O segundo encontro com o filme foi ontem. Marcela Antelo me deixou no hotel uma copia do filme e fiquei com muita curiosidade de saber quem eram os que falavam. Então foi um encontro entre a palavra escrita e os personagens, e as pessoas. As palavras estão encarnadas em corpos. As palavras não circulam sozinhas senão que pertencem a corpos que se mexem, que se deslocam, que têm vozes, que têm gestos. E tive o encontro entre as palavras e os corpos.
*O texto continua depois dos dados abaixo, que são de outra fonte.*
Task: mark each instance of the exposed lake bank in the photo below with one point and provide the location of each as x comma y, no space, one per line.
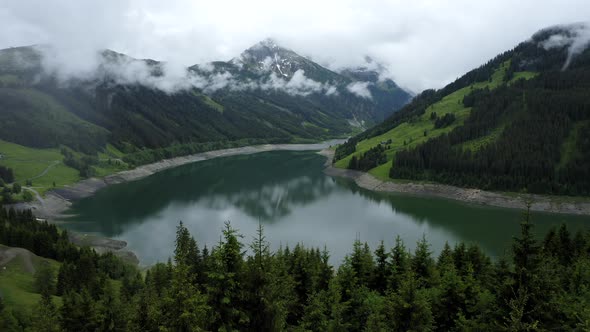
541,203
A terceira oportunidade para assistir ao filme foi hoje, com vocês. E aí tive a oportunidade de dar um passo a mais. Já não era a narração como um coro grego de uma cacofonia de vozes. Um grande coro que vai falando e vai prestando desde suas pequenas singularidades a idéia do que é uma análise desde o começo ao fim; senão que descobri pequenos detalhes. Já conhecia o texto. Já sabia quem falava; mas, descobri a cozinha, os copos que estão nas prateleiras, os livros. Os diferentes jardins. Descobri detalhes que não são menos importantes do que as vidas encarnadas em corpos, porque eles pertencem a nossas cotidianidades.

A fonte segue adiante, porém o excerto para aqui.